Daglish moved to Lancashire in 1804 where he was employed by Lord Balcarres to manage Haigh Foundry and the adjacent Brock Mill Forge. While at Haigh he built pumping, winding and blast engines which in their day were described as "improved and efficient machines".

Around 1810, Daglish moved to Orrell where he was appointed manager of John Clarke's Orrell Colliery. Having seen the rack locomotives John Blenkinsop designed for the Middleton Railway near Leeds in 1812, under licence, he built the Yorkshire Horse to the same design as Blenkinsop's Salamanca. He converted the colliery wagonway between the collieries at Winstanley and the Leeds and Liverpool Canal at Crooke to a running track with stone sleepers and iron rails. The locomotive was built at Haigh Foundry. Under Daglish's management the colliery was extremely profitable. He built a second locomotive and said they each did the work of 14 horses saving the company about £500 per year.

Daglish supervised much of the construction work on the Bolton and Leigh Railway which opened in 1828.
he rebuilt the locomotive, Novelty, for the St Helens and Runcorn Gap Railway in 1833. With his son, Robert who erected the machinery for that railway's inclined planes, they operated the line from 1839 until 1848. Daglish was consulted by other railway companies such as the Newcastle and Carlisle Railway in 1832 and the Great North of England Railway. He won a prize in the London and Birmingham Railway's competition for the best design for rail chairs. In North America, Daglish was consulted by the Baltimore and Susquehanna, the Boston and Providence, the New York and Harlem and Norwich and Worcester Railroads.

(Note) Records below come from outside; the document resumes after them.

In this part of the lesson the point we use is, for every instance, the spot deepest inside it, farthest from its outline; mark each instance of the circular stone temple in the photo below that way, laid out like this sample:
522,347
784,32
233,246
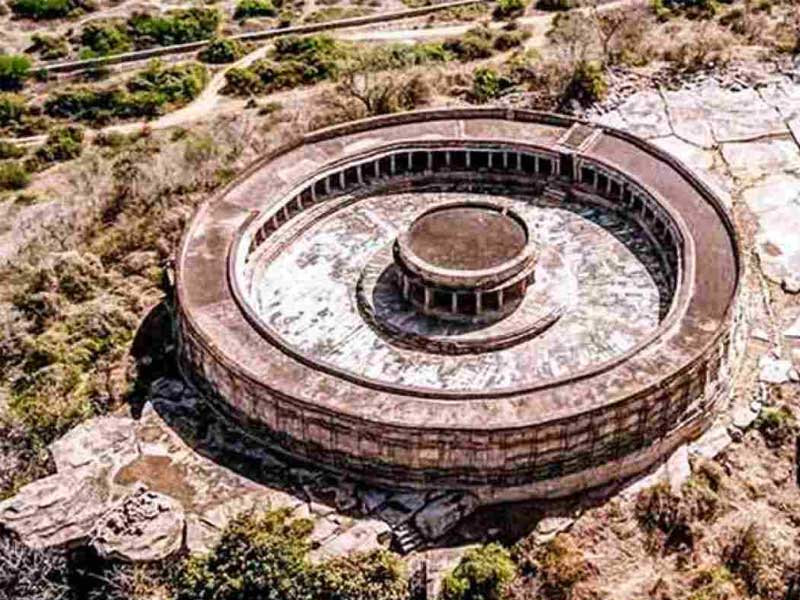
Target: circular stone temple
503,302
465,261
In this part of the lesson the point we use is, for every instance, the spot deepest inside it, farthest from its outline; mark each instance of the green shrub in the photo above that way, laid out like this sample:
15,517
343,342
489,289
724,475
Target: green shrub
222,50
12,109
693,9
63,143
671,518
587,84
254,8
14,69
13,175
149,93
553,5
712,583
475,44
293,62
488,84
265,556
106,37
49,47
336,13
44,9
509,9
777,425
10,150
482,574
175,27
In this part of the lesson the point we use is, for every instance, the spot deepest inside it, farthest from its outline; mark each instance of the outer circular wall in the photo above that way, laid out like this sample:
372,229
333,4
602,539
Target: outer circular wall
552,439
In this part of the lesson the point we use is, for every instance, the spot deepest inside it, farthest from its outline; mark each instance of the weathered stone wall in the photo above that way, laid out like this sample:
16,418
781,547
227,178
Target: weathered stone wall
547,459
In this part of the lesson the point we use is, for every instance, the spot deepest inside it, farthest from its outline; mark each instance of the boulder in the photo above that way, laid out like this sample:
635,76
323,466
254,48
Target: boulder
711,443
145,526
439,516
774,370
59,510
364,536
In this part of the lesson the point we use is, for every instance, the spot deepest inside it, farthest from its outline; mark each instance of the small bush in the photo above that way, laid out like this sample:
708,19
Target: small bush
587,84
758,562
336,13
175,27
63,143
777,425
44,9
671,518
147,94
26,573
14,69
265,556
693,9
488,84
476,44
712,584
294,61
49,47
254,8
509,9
13,176
554,5
9,150
482,574
106,37
222,50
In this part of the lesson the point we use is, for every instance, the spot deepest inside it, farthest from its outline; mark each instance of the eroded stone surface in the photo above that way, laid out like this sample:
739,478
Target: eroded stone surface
144,526
143,489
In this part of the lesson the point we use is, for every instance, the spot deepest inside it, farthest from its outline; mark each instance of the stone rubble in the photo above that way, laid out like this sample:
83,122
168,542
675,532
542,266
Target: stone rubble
144,489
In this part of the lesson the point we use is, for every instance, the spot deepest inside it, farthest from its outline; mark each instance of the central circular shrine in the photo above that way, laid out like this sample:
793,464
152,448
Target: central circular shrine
502,302
465,261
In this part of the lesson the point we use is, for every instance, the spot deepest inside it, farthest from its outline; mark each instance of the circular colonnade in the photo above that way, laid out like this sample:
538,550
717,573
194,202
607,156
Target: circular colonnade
505,302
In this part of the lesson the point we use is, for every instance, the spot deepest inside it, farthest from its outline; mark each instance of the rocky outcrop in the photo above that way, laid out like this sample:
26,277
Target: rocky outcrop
145,526
143,489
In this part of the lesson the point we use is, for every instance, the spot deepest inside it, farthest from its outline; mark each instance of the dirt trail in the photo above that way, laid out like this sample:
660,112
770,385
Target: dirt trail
209,99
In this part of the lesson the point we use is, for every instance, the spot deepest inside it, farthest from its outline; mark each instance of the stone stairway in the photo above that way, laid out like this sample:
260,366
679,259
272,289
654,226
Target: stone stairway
407,538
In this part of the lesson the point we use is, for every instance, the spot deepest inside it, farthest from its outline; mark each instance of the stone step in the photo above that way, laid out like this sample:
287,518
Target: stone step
408,538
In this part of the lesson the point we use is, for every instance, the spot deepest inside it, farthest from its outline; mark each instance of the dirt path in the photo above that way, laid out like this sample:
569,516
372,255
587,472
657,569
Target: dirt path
208,101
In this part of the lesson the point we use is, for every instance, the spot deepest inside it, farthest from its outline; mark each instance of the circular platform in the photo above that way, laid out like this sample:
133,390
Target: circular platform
610,344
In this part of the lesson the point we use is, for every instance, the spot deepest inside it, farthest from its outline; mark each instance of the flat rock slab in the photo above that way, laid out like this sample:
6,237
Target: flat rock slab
711,443
59,510
145,526
773,370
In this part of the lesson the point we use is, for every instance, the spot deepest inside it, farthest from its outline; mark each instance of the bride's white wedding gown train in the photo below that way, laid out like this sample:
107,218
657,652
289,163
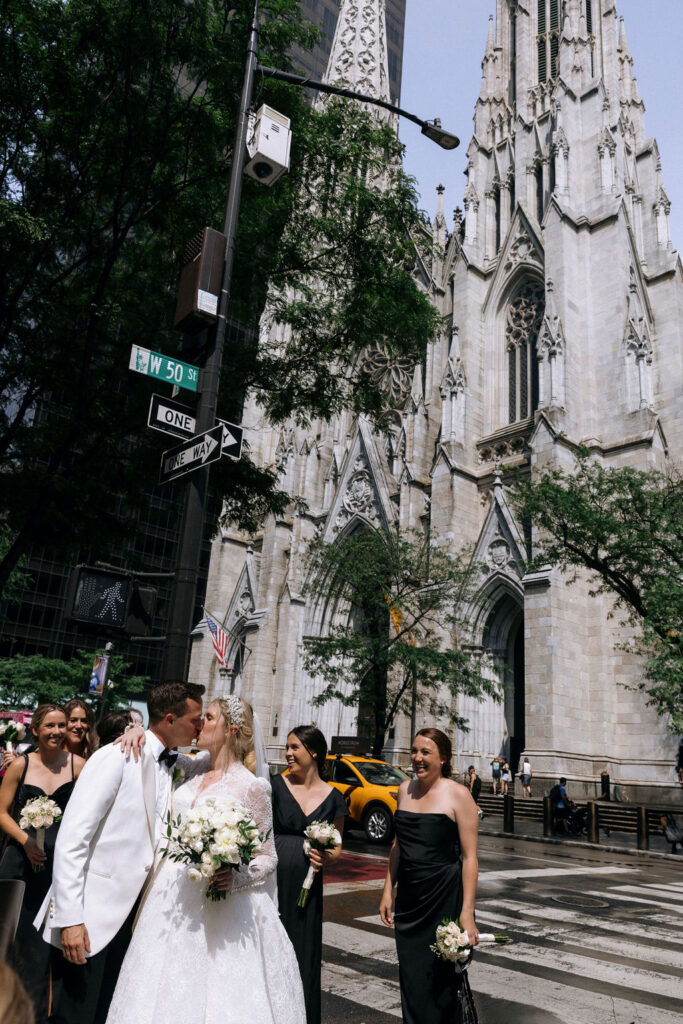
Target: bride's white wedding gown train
200,962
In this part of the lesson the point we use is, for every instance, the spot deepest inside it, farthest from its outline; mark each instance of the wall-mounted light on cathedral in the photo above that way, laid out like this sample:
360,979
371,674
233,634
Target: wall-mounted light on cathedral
433,130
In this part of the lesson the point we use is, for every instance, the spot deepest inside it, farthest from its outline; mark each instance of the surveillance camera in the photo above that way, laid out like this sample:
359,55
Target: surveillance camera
267,145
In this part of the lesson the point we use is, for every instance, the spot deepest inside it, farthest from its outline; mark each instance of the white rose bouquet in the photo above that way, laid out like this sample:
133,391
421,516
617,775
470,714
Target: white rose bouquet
319,836
39,814
10,733
454,945
215,834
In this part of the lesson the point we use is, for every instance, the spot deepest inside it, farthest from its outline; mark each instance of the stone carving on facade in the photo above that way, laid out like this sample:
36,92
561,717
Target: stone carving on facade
550,350
358,51
285,451
638,348
359,498
522,250
391,374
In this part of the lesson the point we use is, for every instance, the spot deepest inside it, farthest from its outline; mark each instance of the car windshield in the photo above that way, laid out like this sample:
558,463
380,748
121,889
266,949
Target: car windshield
381,774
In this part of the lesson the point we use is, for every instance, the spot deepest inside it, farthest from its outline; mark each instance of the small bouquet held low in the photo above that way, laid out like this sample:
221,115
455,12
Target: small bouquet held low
453,944
39,814
216,834
10,733
319,836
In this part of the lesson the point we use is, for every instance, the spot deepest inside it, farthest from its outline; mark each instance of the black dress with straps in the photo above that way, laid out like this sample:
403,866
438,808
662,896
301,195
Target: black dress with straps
428,889
303,925
31,954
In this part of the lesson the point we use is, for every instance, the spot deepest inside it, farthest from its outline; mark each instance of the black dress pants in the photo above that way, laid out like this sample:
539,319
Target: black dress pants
82,993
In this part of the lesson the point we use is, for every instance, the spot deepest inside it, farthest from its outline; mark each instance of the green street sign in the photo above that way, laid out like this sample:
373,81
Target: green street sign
172,371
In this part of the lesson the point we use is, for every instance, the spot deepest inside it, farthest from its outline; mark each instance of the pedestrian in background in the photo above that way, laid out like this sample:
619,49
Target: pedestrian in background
525,776
433,865
48,771
474,785
300,798
496,773
505,777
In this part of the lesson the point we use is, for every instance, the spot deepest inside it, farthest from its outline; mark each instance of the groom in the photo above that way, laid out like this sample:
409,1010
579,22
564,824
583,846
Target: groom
104,853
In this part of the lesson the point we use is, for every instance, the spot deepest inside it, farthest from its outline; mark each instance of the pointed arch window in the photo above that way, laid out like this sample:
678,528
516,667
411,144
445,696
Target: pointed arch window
548,38
523,321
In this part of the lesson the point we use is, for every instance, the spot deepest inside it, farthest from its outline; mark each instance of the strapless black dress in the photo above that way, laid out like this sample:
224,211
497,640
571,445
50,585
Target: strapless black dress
428,889
30,953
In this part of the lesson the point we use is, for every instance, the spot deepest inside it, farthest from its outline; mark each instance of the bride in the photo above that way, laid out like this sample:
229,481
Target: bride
204,962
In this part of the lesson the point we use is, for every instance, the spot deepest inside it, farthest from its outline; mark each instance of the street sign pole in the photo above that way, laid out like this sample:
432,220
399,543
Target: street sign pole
176,651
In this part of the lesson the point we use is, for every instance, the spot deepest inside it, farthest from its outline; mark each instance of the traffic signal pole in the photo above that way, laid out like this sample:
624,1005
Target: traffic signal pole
176,652
174,665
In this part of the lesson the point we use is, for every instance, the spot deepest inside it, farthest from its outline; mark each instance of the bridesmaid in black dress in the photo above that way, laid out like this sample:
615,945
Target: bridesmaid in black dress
51,771
433,865
298,799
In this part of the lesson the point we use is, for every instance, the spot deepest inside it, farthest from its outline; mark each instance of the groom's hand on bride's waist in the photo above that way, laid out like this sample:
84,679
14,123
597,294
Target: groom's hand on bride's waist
75,943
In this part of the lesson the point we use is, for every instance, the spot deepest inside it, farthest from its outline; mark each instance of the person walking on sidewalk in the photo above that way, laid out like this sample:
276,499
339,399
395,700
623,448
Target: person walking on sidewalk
474,785
525,776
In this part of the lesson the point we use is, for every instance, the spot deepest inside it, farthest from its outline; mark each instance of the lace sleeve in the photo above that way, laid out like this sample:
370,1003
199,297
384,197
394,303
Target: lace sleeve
257,800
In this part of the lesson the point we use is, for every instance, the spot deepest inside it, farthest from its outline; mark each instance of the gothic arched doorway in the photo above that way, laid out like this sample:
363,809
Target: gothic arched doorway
504,642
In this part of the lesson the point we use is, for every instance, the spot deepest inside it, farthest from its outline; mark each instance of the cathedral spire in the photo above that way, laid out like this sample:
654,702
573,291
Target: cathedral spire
358,54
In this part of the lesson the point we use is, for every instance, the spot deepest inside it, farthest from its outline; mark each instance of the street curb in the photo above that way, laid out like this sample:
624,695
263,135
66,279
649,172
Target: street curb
630,851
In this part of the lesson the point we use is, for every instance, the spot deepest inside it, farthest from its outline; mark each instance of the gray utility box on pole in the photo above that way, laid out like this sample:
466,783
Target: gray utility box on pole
200,282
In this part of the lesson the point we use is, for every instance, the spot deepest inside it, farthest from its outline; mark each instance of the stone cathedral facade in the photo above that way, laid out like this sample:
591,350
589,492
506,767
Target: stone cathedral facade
564,299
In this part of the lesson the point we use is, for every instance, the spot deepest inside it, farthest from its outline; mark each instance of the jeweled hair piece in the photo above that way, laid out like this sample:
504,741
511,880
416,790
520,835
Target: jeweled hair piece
235,708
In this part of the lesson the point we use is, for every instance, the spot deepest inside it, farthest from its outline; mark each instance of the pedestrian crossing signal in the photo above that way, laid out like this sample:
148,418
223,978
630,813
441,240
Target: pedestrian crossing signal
110,599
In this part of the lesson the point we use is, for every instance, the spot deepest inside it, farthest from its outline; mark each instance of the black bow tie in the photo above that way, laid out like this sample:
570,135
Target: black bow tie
170,757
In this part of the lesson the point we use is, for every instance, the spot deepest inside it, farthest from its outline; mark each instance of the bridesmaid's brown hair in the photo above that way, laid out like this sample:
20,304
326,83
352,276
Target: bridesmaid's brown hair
443,745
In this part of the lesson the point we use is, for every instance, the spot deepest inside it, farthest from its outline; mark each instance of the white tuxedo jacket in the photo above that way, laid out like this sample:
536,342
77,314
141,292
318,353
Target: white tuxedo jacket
104,849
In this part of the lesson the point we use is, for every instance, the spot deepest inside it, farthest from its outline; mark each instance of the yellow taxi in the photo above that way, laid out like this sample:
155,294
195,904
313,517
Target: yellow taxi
370,788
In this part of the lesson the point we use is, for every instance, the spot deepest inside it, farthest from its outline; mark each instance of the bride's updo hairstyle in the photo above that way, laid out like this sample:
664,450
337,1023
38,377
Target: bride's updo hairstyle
443,747
313,740
237,712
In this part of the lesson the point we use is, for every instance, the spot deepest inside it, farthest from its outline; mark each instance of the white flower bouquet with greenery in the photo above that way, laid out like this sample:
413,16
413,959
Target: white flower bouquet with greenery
453,943
39,814
216,834
319,836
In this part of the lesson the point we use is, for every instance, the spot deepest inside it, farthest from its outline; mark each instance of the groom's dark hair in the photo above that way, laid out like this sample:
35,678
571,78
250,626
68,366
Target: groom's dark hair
170,698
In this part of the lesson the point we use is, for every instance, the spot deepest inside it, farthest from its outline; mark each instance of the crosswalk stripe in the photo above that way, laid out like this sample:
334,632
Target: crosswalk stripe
630,946
629,899
676,897
577,1006
375,992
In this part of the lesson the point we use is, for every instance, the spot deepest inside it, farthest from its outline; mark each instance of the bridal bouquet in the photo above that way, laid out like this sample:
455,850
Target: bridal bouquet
215,834
319,836
10,733
454,945
39,814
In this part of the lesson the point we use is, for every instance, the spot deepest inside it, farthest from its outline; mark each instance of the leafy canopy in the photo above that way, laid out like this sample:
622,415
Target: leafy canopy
394,643
28,680
626,527
115,133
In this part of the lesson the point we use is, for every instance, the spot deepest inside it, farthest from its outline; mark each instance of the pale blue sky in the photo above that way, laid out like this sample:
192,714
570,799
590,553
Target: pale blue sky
444,44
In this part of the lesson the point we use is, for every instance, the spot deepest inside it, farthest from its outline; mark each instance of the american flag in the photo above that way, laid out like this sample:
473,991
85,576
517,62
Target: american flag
219,638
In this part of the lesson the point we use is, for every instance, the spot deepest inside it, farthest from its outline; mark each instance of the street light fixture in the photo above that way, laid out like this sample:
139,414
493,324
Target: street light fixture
174,666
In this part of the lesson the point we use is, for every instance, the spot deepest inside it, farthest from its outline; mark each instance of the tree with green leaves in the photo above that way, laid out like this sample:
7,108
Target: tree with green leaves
29,680
625,527
395,642
115,150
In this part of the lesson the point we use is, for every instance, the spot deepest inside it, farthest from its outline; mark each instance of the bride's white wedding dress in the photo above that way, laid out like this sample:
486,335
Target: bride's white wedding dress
200,962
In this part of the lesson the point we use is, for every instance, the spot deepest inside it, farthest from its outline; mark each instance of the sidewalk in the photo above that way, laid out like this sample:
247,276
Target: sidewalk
624,843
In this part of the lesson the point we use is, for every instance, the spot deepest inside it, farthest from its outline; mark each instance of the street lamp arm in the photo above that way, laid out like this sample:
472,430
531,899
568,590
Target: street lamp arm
432,129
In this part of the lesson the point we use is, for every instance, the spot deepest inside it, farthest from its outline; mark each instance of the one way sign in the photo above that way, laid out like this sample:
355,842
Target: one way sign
191,455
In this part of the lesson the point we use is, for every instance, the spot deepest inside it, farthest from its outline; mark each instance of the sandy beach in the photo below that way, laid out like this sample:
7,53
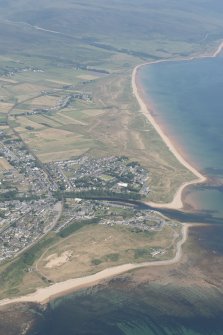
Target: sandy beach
146,109
44,295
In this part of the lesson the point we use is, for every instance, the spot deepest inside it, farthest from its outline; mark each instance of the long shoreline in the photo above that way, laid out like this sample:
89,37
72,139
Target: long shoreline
146,109
46,294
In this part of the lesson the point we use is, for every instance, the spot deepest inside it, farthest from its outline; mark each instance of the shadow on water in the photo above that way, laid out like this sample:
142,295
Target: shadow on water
116,310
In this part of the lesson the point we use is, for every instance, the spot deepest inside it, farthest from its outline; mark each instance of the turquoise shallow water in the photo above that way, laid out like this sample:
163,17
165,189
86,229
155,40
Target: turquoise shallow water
187,99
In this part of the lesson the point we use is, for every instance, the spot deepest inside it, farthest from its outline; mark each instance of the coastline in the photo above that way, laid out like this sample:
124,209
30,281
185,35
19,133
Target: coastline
146,109
46,294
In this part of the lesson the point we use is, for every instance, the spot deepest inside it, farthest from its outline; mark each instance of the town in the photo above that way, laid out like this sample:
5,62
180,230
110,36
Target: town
37,198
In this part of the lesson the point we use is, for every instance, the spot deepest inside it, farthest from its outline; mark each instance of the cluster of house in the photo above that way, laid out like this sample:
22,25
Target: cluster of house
114,174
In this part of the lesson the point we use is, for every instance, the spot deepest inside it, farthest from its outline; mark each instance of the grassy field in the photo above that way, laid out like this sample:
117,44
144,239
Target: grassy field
52,50
82,249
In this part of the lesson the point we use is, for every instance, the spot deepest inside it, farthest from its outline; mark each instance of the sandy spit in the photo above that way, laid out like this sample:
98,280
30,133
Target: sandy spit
146,109
46,294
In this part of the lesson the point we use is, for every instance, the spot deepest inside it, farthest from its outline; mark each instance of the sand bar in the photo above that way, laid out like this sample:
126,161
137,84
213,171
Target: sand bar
146,109
44,295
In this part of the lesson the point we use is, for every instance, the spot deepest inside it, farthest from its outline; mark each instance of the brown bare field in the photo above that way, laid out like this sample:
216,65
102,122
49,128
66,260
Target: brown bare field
45,101
106,246
87,77
61,155
5,107
4,164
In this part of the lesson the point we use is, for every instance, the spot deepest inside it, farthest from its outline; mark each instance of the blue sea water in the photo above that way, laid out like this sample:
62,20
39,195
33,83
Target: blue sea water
188,102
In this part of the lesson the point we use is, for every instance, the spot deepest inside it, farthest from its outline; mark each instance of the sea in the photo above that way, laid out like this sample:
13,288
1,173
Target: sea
187,100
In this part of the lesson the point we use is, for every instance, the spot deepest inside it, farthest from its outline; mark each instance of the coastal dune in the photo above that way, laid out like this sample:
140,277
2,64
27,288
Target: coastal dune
44,295
146,109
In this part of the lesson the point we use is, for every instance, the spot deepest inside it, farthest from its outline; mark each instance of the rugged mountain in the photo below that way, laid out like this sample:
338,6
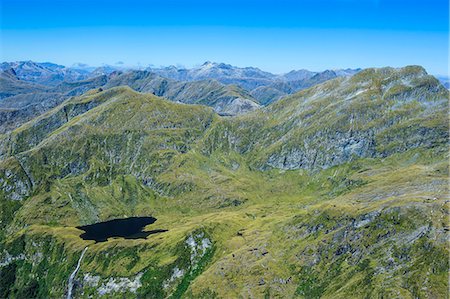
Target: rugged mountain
247,78
46,73
263,86
445,80
31,100
11,85
375,113
337,191
23,100
225,99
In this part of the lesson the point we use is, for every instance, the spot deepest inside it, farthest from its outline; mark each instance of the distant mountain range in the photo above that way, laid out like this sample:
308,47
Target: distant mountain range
339,190
31,88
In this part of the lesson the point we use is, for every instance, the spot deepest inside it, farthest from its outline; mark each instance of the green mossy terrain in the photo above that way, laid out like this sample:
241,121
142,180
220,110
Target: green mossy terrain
338,191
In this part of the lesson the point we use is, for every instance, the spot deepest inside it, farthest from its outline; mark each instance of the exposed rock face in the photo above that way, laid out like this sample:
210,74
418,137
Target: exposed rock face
367,115
263,86
338,190
48,74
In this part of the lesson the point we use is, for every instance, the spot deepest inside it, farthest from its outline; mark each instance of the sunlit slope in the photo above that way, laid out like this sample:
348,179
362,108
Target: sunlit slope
339,191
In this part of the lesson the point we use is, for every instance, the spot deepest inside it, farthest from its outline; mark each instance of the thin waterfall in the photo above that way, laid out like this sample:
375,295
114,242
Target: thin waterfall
74,273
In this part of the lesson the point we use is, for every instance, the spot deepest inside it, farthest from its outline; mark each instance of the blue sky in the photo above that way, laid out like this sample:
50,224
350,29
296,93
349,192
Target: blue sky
277,35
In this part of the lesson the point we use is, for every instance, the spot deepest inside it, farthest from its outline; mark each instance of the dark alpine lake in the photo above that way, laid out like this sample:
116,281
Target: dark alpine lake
128,228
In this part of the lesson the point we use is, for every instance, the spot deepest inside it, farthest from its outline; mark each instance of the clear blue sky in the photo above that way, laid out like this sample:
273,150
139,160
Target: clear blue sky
277,35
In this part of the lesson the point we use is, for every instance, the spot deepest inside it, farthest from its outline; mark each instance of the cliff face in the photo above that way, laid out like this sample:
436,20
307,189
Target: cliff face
375,113
337,191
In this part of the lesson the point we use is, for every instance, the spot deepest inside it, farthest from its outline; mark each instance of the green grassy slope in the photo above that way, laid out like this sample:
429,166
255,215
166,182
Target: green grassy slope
339,191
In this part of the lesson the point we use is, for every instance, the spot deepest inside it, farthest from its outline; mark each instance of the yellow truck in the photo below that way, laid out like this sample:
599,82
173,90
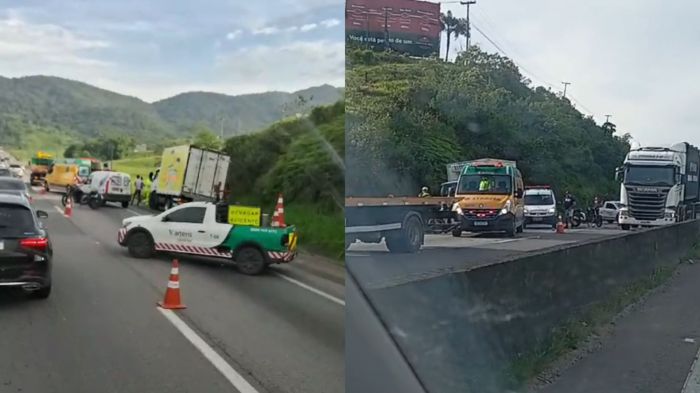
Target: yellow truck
187,174
489,197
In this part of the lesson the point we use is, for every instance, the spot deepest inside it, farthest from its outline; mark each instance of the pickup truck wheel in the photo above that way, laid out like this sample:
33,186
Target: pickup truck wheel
408,239
250,261
140,245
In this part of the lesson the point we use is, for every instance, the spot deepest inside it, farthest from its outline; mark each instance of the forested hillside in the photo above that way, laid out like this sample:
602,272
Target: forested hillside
304,160
408,118
57,112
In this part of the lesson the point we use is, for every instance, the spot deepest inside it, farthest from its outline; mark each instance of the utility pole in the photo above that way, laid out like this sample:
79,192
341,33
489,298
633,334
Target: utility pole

==Robert Daglish (1809-1883)==

Daglish's son, Robert (1809-1883) was also an engineer. He trained with Hick and Rothwell in Bolton before moving to Lee Watson and Company's St Helens Iron Foundry. The foundry supplied machinery for mills, mines, waterworks, glassworks, and railways. Iron lattice truss bridges were supplied to the Liverpool and Bury Railway in 1846. He was also a railway contractor.